Subject: | tree_drawing_bench.pl |
#! /usr/bin/env perl
print "Starting\n";
use strict;
use warnings;
use Bio::Phylo::IO;
use Bio::Phylo::Treedrawer;
my $in_file = 'VPT.tre';
print "Test\n";
# Function parameters
my $in_format = 'newick'; # [newick]
my $out_format = 'svg'; # [svg]
my $shape = 'diag'; # [rect|diag|curvy]
my $mode = 'phylo'; # [clado|phylo] # clado is slooooow...

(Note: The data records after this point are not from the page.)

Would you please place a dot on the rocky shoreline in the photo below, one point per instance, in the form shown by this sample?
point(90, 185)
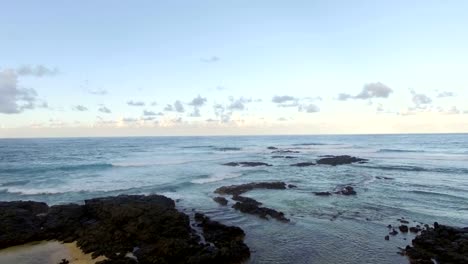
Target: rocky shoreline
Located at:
point(146, 227)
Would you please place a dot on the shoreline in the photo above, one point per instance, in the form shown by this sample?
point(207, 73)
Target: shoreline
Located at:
point(46, 252)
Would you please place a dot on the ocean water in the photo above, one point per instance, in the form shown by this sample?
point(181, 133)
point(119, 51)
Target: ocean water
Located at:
point(429, 182)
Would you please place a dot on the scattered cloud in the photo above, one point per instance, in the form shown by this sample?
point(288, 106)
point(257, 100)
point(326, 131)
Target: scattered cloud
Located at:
point(198, 101)
point(136, 103)
point(369, 91)
point(98, 92)
point(129, 120)
point(282, 99)
point(445, 94)
point(14, 99)
point(420, 100)
point(80, 108)
point(36, 71)
point(238, 104)
point(211, 59)
point(177, 107)
point(310, 108)
point(104, 109)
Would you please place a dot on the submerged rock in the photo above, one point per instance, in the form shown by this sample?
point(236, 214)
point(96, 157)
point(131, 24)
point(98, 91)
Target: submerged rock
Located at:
point(242, 188)
point(221, 200)
point(322, 193)
point(251, 206)
point(246, 164)
point(340, 160)
point(303, 164)
point(114, 226)
point(443, 243)
point(347, 190)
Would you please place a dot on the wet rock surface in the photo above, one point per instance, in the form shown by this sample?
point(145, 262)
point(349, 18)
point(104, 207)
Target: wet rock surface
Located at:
point(303, 164)
point(252, 206)
point(246, 164)
point(148, 226)
point(445, 244)
point(242, 188)
point(340, 160)
point(221, 200)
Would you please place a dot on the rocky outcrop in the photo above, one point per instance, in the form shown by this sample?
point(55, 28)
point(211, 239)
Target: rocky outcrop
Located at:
point(446, 245)
point(340, 160)
point(252, 206)
point(242, 188)
point(246, 164)
point(221, 200)
point(148, 226)
point(303, 164)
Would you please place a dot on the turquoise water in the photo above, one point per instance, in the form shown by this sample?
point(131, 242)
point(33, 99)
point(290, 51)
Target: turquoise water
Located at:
point(429, 183)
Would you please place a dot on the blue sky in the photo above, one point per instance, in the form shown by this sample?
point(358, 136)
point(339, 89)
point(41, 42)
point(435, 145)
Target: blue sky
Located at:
point(85, 68)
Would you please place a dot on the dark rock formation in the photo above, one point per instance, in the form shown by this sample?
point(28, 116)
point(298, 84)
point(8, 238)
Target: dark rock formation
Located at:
point(113, 226)
point(251, 206)
point(228, 241)
point(246, 164)
point(284, 157)
point(221, 200)
point(340, 160)
point(303, 164)
point(322, 193)
point(240, 189)
point(443, 243)
point(347, 190)
point(283, 151)
point(403, 228)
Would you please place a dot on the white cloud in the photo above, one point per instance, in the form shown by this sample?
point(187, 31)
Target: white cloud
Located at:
point(104, 109)
point(136, 103)
point(80, 108)
point(36, 71)
point(311, 108)
point(14, 99)
point(369, 91)
point(211, 59)
point(198, 101)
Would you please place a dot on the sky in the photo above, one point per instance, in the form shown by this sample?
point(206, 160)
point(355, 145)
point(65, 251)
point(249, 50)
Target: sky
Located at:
point(161, 68)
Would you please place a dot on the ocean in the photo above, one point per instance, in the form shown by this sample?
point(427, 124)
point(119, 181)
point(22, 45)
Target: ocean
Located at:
point(422, 178)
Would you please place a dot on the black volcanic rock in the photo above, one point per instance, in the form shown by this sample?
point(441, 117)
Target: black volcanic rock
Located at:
point(246, 164)
point(322, 193)
point(340, 160)
point(20, 222)
point(113, 226)
point(347, 190)
point(242, 188)
point(221, 200)
point(445, 244)
point(303, 164)
point(251, 206)
point(283, 151)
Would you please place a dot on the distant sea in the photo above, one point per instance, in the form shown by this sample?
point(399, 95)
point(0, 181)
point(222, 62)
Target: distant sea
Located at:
point(427, 181)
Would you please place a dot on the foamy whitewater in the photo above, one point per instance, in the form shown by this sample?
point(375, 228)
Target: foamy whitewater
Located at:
point(429, 182)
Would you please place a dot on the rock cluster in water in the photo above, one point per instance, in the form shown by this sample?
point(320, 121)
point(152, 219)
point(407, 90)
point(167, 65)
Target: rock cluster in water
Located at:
point(340, 160)
point(148, 226)
point(252, 206)
point(445, 244)
point(246, 164)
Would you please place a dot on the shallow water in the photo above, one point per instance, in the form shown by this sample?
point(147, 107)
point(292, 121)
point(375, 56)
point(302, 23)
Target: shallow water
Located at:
point(429, 182)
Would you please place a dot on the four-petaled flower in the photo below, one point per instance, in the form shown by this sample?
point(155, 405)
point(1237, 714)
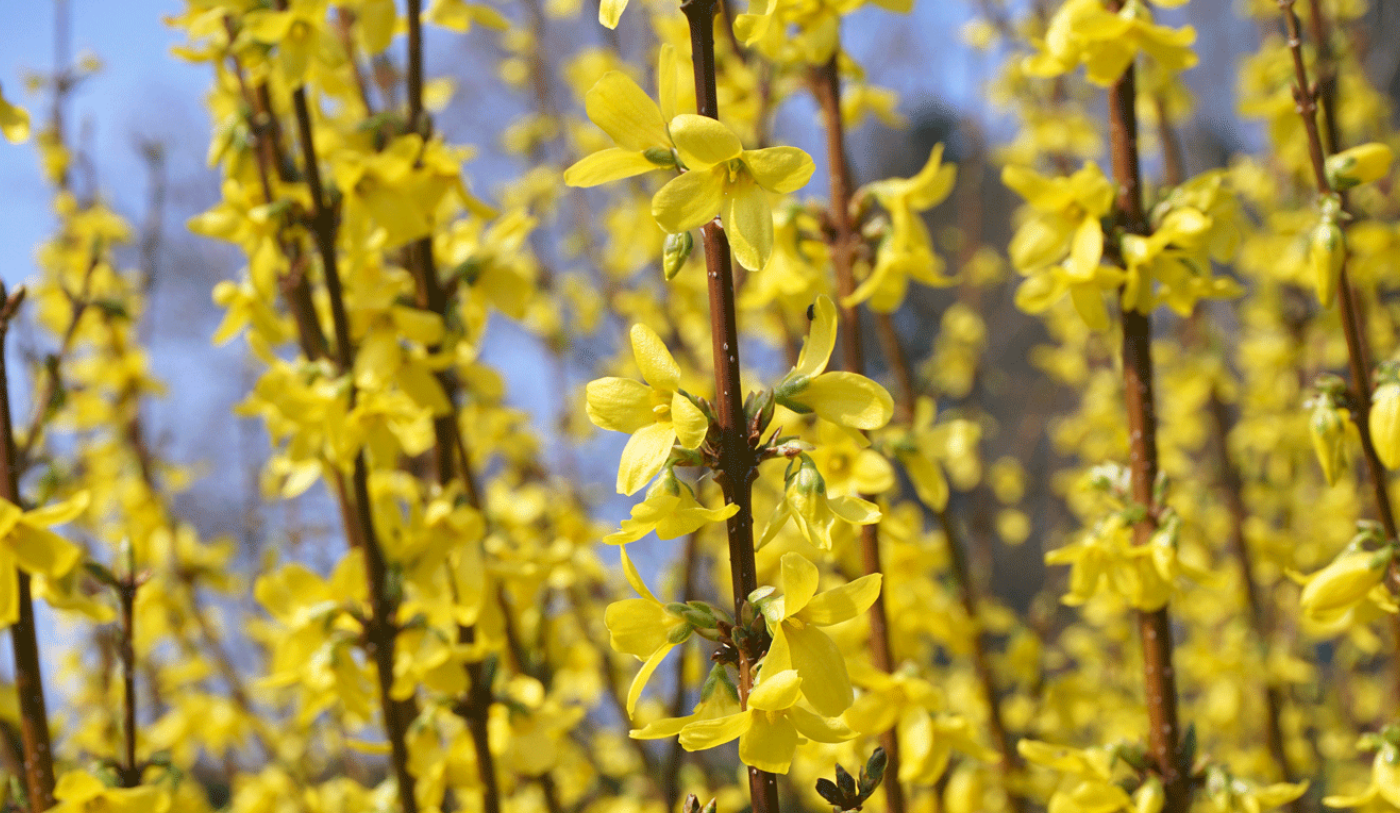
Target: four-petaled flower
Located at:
point(655, 416)
point(728, 181)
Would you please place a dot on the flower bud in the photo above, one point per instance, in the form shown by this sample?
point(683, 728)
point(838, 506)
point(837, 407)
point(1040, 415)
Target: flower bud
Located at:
point(1344, 582)
point(676, 252)
point(1329, 431)
point(1385, 424)
point(1358, 165)
point(1326, 253)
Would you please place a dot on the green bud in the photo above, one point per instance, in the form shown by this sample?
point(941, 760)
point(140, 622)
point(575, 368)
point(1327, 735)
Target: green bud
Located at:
point(661, 157)
point(676, 252)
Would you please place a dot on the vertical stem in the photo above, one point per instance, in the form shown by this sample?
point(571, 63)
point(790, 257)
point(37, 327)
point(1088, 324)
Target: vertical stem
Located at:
point(1154, 626)
point(28, 676)
point(381, 627)
point(738, 466)
point(826, 86)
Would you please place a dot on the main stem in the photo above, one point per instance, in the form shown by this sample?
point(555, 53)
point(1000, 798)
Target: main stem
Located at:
point(381, 628)
point(826, 86)
point(1154, 626)
point(738, 465)
point(28, 675)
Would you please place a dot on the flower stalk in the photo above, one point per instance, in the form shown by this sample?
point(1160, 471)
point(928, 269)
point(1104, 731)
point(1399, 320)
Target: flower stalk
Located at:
point(738, 465)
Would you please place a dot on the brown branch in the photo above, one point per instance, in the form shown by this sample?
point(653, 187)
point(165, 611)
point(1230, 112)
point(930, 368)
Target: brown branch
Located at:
point(1154, 626)
point(28, 673)
point(381, 627)
point(738, 465)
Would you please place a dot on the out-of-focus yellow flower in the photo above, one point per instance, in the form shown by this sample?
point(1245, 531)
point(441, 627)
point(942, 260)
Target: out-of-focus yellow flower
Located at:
point(655, 416)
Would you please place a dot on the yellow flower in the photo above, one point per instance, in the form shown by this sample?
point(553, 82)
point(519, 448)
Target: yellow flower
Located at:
point(797, 642)
point(671, 510)
point(844, 399)
point(1084, 31)
point(655, 416)
point(909, 251)
point(81, 792)
point(816, 512)
point(770, 729)
point(636, 125)
point(27, 543)
point(1360, 165)
point(14, 122)
point(644, 628)
point(725, 179)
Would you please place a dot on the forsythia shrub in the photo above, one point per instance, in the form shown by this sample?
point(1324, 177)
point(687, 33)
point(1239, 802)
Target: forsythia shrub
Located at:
point(829, 580)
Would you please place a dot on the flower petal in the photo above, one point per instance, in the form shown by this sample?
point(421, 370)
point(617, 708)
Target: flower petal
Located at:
point(842, 603)
point(643, 456)
point(780, 168)
point(769, 745)
point(622, 109)
point(704, 142)
point(821, 340)
point(776, 691)
point(849, 400)
point(798, 581)
point(612, 164)
point(640, 682)
point(689, 421)
point(619, 405)
point(748, 220)
point(709, 733)
point(657, 365)
point(816, 658)
point(689, 202)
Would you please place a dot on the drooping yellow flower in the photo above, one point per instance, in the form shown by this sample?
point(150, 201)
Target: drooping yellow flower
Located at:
point(25, 542)
point(14, 122)
point(844, 399)
point(798, 644)
point(655, 416)
point(907, 252)
point(807, 501)
point(770, 729)
point(671, 510)
point(81, 792)
point(1085, 31)
point(725, 179)
point(643, 627)
point(636, 125)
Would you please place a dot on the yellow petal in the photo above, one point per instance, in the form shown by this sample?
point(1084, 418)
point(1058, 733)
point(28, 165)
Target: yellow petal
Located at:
point(780, 170)
point(849, 400)
point(689, 202)
point(622, 109)
point(816, 658)
point(842, 603)
point(776, 691)
point(689, 421)
point(821, 340)
point(748, 220)
point(619, 405)
point(798, 580)
point(640, 682)
point(769, 745)
point(657, 365)
point(42, 552)
point(709, 733)
point(704, 142)
point(605, 165)
point(609, 11)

my ($width, $height, $padding, $text_vert_offset, $text_horiz_offset,
$text_width, $font_height, $stroke_width, $line_spacing) = (24279.38, 30696.38,
1458.19, 3, 5, 548, 9, 2, 0.5);
# Parse tree
print "Parsing tree...\n";
my $tree = Bio::Phylo::IO->parse('-format' => $in_format, '-file' => $in_file)->first;
print " done!\n";
# Clean / prepare tree
#$tree = remove_ancestor_names($tree);
#$tree = leaves_taxid_to_names($tree, $taxo_names);
# Create tree
print "Preparing SVG...\n";
my $treedrawer = Bio::Phylo::Treedrawer->new(
-width => $width,
-height => $height,
-padding => $padding,
-text_vert_offset => $text_vert_offset,
-text_horiz_offset => $text_horiz_offset,
-text_width => $text_width,
-shape => $shape,
-mode => $mode,
-format => $out_format
);
print " done!\n";
print "Setting tree...\n";
$treedrawer->set_tree($tree);
print " done!\n";
print "Drawing tree...\n";
#my $count = 1000;
my $count = 1;
for (my $i = 1; $i <= $count; $i++) {
my $svg_tree = $treedrawer->draw;
}
print " done!\n";